JuliaML/OpenAI.jl

Not possible to create a post request with more than 268 strings for create_embeddings()?

atantos opened this issue · 2 comments

Hi there.

It seems there is a time or string limit for doing post requests? Although I am able to do a one time request for 1000 strings out of the overview column in R, I cannot do more than 268 right now. Is it an issue with the package or am I missing something?

Thanks!

using CSV, DataFrames, OpenAI
horror_movies = CSV.read(Downloads.download("https://raw.githubusercontent.com/rfordatascience/tidytuesday/master/data/2022/2022-11-01/horror_movies.csv"), DataFrame);

r = create_embeddings(
        ENV["OPENAI_API_KEY"],
        horror_movies.overview[1:268],
        "text-embedding-ada-002"
    )

Here is the error message I get:

{
  "error": {
    "message": "'$.input' is invalid. Please check the API reference: https://platform.openai.com/docs/api-reference.",
    "type": "invalid_request_error",
    "param": null,
    "code": null
  }
}

Although horror_movies.overview is a string vector..

UPDATE I: I try different vector sizes and it seems there is no hard upper bound for the string vector size.

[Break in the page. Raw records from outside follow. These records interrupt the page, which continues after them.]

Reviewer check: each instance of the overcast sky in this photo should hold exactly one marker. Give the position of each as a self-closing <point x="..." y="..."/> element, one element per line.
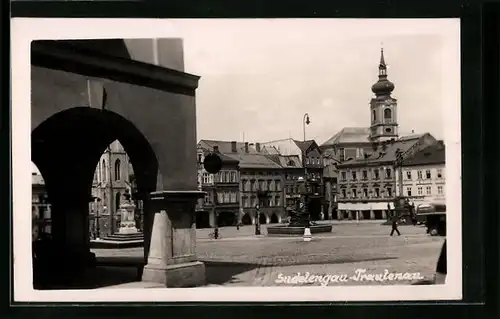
<point x="259" y="77"/>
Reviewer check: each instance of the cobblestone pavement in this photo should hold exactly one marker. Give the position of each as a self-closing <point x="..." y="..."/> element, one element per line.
<point x="240" y="259"/>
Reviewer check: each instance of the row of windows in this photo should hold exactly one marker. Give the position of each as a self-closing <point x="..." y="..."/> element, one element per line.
<point x="252" y="201"/>
<point x="223" y="197"/>
<point x="428" y="174"/>
<point x="364" y="174"/>
<point x="428" y="190"/>
<point x="253" y="185"/>
<point x="365" y="193"/>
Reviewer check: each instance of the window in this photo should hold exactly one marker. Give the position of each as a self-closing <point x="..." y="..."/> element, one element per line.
<point x="388" y="172"/>
<point x="104" y="171"/>
<point x="387" y="114"/>
<point x="440" y="173"/>
<point x="389" y="192"/>
<point x="428" y="174"/>
<point x="408" y="191"/>
<point x="440" y="190"/>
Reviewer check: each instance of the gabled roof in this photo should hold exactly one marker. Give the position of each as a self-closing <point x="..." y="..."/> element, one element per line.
<point x="226" y="146"/>
<point x="304" y="145"/>
<point x="350" y="135"/>
<point x="431" y="155"/>
<point x="254" y="161"/>
<point x="387" y="153"/>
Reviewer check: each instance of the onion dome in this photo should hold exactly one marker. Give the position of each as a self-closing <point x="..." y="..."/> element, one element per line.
<point x="383" y="85"/>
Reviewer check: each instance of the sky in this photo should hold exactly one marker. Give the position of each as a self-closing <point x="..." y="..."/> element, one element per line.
<point x="259" y="77"/>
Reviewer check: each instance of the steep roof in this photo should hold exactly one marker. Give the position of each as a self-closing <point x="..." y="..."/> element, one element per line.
<point x="304" y="145"/>
<point x="226" y="146"/>
<point x="350" y="135"/>
<point x="252" y="159"/>
<point x="387" y="155"/>
<point x="431" y="155"/>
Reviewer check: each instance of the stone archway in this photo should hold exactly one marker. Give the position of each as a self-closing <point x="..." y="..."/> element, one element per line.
<point x="246" y="219"/>
<point x="68" y="175"/>
<point x="262" y="218"/>
<point x="274" y="219"/>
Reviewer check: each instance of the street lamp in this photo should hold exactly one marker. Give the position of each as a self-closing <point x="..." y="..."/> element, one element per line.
<point x="257" y="219"/>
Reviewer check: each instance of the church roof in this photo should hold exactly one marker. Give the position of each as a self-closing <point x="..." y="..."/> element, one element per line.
<point x="431" y="155"/>
<point x="387" y="153"/>
<point x="350" y="135"/>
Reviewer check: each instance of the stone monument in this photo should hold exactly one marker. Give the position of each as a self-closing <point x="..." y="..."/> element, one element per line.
<point x="127" y="213"/>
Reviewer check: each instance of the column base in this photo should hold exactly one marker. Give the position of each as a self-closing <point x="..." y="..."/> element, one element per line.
<point x="191" y="274"/>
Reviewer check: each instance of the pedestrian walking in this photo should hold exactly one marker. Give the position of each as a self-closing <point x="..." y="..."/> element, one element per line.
<point x="394" y="219"/>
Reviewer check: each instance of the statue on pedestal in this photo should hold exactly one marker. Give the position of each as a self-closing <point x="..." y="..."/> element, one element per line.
<point x="127" y="212"/>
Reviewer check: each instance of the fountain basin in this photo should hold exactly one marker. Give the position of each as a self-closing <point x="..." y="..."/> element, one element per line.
<point x="285" y="230"/>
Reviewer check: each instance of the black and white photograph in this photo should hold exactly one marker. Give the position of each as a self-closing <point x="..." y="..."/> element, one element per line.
<point x="234" y="160"/>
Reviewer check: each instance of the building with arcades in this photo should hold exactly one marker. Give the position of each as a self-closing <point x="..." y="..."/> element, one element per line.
<point x="221" y="204"/>
<point x="367" y="156"/>
<point x="260" y="181"/>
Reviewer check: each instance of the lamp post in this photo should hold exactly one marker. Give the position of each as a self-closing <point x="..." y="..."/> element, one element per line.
<point x="399" y="168"/>
<point x="257" y="219"/>
<point x="305" y="122"/>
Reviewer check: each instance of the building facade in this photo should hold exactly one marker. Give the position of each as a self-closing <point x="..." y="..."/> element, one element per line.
<point x="112" y="179"/>
<point x="424" y="176"/>
<point x="260" y="181"/>
<point x="221" y="204"/>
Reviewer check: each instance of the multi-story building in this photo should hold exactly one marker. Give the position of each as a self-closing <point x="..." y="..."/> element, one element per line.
<point x="221" y="204"/>
<point x="423" y="175"/>
<point x="291" y="169"/>
<point x="260" y="183"/>
<point x="112" y="179"/>
<point x="330" y="180"/>
<point x="367" y="185"/>
<point x="311" y="160"/>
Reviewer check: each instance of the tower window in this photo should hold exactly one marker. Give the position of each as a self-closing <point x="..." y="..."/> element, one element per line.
<point x="387" y="114"/>
<point x="117" y="170"/>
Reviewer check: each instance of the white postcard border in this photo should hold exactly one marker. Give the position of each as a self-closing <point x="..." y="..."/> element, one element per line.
<point x="24" y="30"/>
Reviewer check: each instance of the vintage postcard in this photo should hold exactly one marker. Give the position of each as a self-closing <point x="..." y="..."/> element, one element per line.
<point x="236" y="160"/>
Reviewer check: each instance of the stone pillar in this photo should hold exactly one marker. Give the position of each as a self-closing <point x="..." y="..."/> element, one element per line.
<point x="211" y="218"/>
<point x="172" y="250"/>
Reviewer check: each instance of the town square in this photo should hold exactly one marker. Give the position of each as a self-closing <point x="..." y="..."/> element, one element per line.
<point x="176" y="163"/>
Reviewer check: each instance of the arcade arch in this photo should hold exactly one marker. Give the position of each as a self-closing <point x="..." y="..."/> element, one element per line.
<point x="66" y="148"/>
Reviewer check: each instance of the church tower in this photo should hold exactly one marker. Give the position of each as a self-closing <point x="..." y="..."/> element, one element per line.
<point x="383" y="107"/>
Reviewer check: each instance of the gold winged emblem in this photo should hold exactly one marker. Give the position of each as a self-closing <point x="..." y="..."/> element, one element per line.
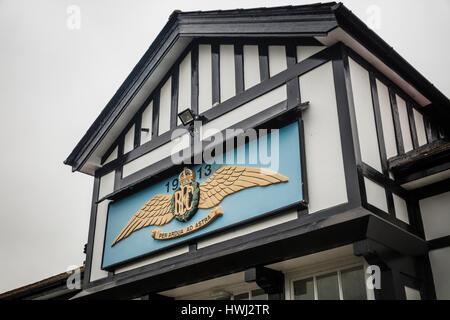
<point x="190" y="196"/>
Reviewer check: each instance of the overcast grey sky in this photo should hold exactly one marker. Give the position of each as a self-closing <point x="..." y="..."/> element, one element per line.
<point x="54" y="81"/>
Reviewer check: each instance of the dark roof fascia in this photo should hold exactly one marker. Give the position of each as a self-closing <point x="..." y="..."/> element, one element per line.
<point x="184" y="24"/>
<point x="202" y="23"/>
<point x="374" y="43"/>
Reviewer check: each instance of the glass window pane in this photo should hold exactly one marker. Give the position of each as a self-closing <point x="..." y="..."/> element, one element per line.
<point x="242" y="296"/>
<point x="304" y="289"/>
<point x="259" y="294"/>
<point x="328" y="287"/>
<point x="353" y="284"/>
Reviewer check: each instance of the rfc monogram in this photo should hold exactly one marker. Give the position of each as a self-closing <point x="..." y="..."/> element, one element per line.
<point x="191" y="196"/>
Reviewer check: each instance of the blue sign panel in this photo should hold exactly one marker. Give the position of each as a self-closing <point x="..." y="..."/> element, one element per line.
<point x="206" y="198"/>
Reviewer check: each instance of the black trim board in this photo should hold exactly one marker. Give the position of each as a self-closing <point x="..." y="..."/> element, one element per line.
<point x="256" y="91"/>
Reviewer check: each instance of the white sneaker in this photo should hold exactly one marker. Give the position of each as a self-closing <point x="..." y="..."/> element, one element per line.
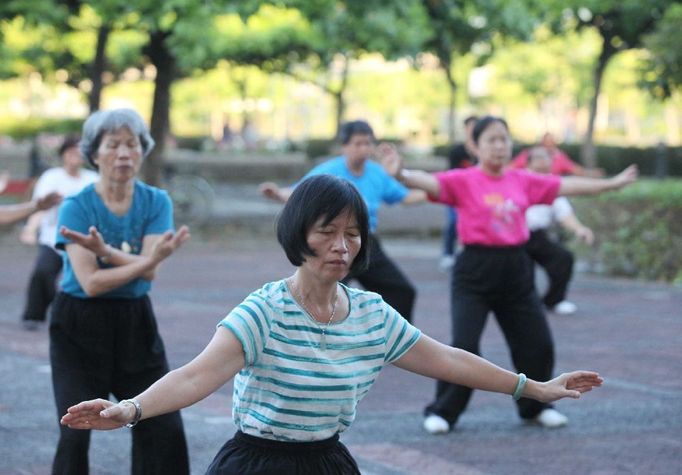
<point x="434" y="424"/>
<point x="551" y="418"/>
<point x="446" y="263"/>
<point x="565" y="308"/>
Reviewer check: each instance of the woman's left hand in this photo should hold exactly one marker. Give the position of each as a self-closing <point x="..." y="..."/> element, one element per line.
<point x="93" y="241"/>
<point x="569" y="385"/>
<point x="98" y="414"/>
<point x="169" y="243"/>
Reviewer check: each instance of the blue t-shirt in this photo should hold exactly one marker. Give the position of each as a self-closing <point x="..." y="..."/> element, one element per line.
<point x="151" y="212"/>
<point x="375" y="185"/>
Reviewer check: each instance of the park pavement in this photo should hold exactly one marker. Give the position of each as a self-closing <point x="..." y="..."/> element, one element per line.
<point x="631" y="332"/>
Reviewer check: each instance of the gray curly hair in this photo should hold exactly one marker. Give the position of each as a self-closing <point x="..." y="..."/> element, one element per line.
<point x="101" y="122"/>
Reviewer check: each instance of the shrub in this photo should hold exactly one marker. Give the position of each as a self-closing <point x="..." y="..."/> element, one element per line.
<point x="638" y="229"/>
<point x="31" y="127"/>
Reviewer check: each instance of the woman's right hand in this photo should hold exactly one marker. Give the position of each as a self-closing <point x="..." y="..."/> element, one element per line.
<point x="169" y="243"/>
<point x="93" y="241"/>
<point x="567" y="385"/>
<point x="98" y="414"/>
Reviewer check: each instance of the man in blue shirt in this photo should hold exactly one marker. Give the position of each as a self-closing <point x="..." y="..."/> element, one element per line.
<point x="376" y="187"/>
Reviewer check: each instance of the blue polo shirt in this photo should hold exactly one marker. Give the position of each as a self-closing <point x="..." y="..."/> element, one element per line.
<point x="375" y="185"/>
<point x="151" y="212"/>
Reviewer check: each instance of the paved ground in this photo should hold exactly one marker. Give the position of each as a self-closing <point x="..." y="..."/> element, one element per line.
<point x="630" y="332"/>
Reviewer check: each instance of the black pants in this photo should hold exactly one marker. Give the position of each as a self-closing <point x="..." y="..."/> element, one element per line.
<point x="501" y="281"/>
<point x="557" y="262"/>
<point x="385" y="278"/>
<point x="42" y="285"/>
<point x="100" y="347"/>
<point x="249" y="455"/>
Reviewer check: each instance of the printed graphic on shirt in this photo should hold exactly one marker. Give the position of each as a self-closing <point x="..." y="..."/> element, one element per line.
<point x="504" y="213"/>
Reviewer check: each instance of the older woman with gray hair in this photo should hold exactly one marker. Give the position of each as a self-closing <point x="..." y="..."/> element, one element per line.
<point x="103" y="333"/>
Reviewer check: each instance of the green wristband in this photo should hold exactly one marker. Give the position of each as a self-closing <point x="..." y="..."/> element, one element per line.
<point x="520" y="384"/>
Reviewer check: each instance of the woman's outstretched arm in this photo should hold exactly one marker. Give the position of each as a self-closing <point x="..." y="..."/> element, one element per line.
<point x="436" y="360"/>
<point x="222" y="358"/>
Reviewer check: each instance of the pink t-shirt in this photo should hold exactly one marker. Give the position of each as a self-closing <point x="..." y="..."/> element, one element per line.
<point x="561" y="163"/>
<point x="491" y="210"/>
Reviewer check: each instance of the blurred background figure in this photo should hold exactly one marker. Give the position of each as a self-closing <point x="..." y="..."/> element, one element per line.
<point x="561" y="163"/>
<point x="555" y="258"/>
<point x="377" y="187"/>
<point x="41" y="228"/>
<point x="12" y="213"/>
<point x="461" y="156"/>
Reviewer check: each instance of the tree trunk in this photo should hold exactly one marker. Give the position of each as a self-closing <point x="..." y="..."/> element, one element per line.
<point x="339" y="95"/>
<point x="589" y="156"/>
<point x="446" y="63"/>
<point x="98" y="67"/>
<point x="164" y="61"/>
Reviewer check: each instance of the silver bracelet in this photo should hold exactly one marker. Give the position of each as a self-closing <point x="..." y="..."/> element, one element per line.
<point x="138" y="412"/>
<point x="105" y="259"/>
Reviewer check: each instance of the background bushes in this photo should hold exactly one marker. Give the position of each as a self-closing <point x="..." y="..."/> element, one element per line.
<point x="638" y="229"/>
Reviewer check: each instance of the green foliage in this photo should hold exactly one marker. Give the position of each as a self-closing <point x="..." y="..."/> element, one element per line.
<point x="662" y="71"/>
<point x="30" y="128"/>
<point x="614" y="159"/>
<point x="318" y="148"/>
<point x="638" y="229"/>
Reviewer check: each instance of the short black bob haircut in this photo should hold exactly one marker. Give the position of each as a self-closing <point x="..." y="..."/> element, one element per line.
<point x="485" y="122"/>
<point x="326" y="197"/>
<point x="355" y="127"/>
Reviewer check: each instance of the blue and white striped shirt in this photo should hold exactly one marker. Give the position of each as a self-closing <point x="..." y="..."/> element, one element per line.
<point x="290" y="389"/>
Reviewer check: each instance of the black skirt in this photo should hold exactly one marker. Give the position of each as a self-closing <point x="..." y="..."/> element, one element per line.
<point x="248" y="455"/>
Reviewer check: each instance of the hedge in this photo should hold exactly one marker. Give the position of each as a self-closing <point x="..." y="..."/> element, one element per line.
<point x="613" y="159"/>
<point x="30" y="128"/>
<point x="638" y="229"/>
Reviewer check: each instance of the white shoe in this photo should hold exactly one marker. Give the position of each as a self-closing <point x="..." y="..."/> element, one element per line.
<point x="435" y="425"/>
<point x="565" y="308"/>
<point x="551" y="418"/>
<point x="446" y="263"/>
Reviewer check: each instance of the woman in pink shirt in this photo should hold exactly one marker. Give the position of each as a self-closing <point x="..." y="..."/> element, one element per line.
<point x="493" y="272"/>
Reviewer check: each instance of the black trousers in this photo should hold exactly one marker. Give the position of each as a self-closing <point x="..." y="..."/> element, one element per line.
<point x="100" y="347"/>
<point x="42" y="284"/>
<point x="385" y="278"/>
<point x="557" y="262"/>
<point x="498" y="280"/>
<point x="248" y="455"/>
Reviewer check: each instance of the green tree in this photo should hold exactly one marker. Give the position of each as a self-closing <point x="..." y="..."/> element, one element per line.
<point x="458" y="25"/>
<point x="621" y="24"/>
<point x="344" y="30"/>
<point x="662" y="72"/>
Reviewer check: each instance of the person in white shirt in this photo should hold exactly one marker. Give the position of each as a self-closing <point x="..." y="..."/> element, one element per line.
<point x="67" y="179"/>
<point x="550" y="254"/>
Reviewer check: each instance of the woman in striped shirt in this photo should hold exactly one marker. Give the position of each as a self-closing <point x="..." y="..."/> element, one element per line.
<point x="304" y="351"/>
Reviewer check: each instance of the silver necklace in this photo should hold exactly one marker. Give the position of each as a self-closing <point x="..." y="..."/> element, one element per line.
<point x="301" y="299"/>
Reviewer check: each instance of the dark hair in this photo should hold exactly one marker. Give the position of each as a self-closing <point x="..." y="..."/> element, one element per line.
<point x="485" y="122"/>
<point x="321" y="196"/>
<point x="531" y="152"/>
<point x="355" y="127"/>
<point x="101" y="122"/>
<point x="471" y="118"/>
<point x="69" y="141"/>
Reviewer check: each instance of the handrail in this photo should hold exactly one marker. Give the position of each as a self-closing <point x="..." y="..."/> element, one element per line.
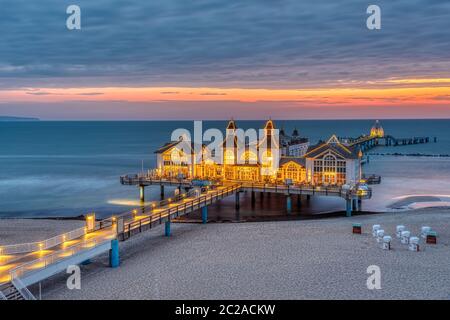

I just managed to get 700 string of horror_movies.overview with horror_movies.overview[1:700]. Is there something that we as users should know or is it simply random luck related to the traffic limits that their server puts?
UPDATE II: However, in R with the following code written by Julia Silge it works every single time for all the 1000 overview texts:

library(tidyverse)

set.seed(123)
horror_movies <- read_csv('https://raw.githubusercontent.com/rfordatascience/tidytuesday/master/data/2022/2022-11-01/horror_movies.csv') %>%
  filter(!is.na(overview), original_language == "en") %>%
  slice_sample(n = 1000)

library(httr)
embeddings_url <- "https://api.openai.com/v1/embeddings"
auth <- add_headers(Authorization = paste("Bearer", "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"))
body <- list(model = "text-embedding-ada-002", input = horror_movies$overview)

resp <- POST(
  embeddings_url,
  auth,
  body = body,
  encode = "json"
)

embeddings <- content(resp, as = "text", encoding = "UTF-8") %>%
  jsonlite::fromJSON(flatten = TRUE) %>%
  pluck("data", "embedding")

Please check out the answer here.

Closing as this is resolved in the discourse post linked above.